Westchester High has lost the first battle in its attempt to overturn an L.A. City proposal to move the school to another sports conference, but the war appears far from over.

Westchester football Coach Larry Wein said the school plans to regroup and lodge another appeal Monday before the Interscholastic Athletic Committee, the governing body of L.A. City sports, at a downtown meeting.

“We have to make an impression Monday,” Wein said. “We’re going to try to convince them that the original conference plan was a good one.”

Wein said a releaguing subcommittee voted 5-3 to deny Westchester’s appeal and uphold a proposal to move the Comets to the Southern-Pacific Conference in place of Narbonne, which requested a change because of its failure to compete effectively on that level over the last two years.

Westchester, grouped with other Westside schools in the Coastal Conference, contends that moving to the Southern-Pacific Conference will bring gang violence to the area and hurt the school’s athletic program by placing it in a conference with higher-enrollment schools.

PREP NOTES--The Morningside boys and girls basketball teams are ranked No. 1 in CIF-Southern Section preseason ratings.
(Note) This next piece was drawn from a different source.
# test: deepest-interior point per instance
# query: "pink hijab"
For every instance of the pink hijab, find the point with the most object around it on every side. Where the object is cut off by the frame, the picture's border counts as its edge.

The Monarch girls top the 5-AA Division and the boys are No. 1 in 3-AA. Rolling Hills’ boys team is rated No. 4 in 3-AA. Six of the seven Camino Real League boys teams are ranked: St. Monica (No. 2, 5-AA), St. Bernard (No. 3, 3-A), Verbum Dei (No. 2, 2-AA), Pius X (No. 8, 2-AA), Serra (No. 2, 2-A) and El Segundo (No. 8, 2-A). The only Camino Real school not ranked is St. Anthony in 5-AA . . . Mira Costa middle blocker Kristal Attwood, who had 19 kills Saturday in the Mustangs’ 15-11, 15-8, 15-4 victory over Lynbrook High of San Jose in the State Division I girls volleyball final, was named girl athlete of the week for California by Cal-Hi Sports . . . South Torrance and Hawthorne each won two games Saturday to advance to the semifinals of the South Holiday Girls Soccer Tournament. South faces Royal of Simi Valley and Hawthorne meets Upland Dec. 16. The championship game is scheduled Dec. 22.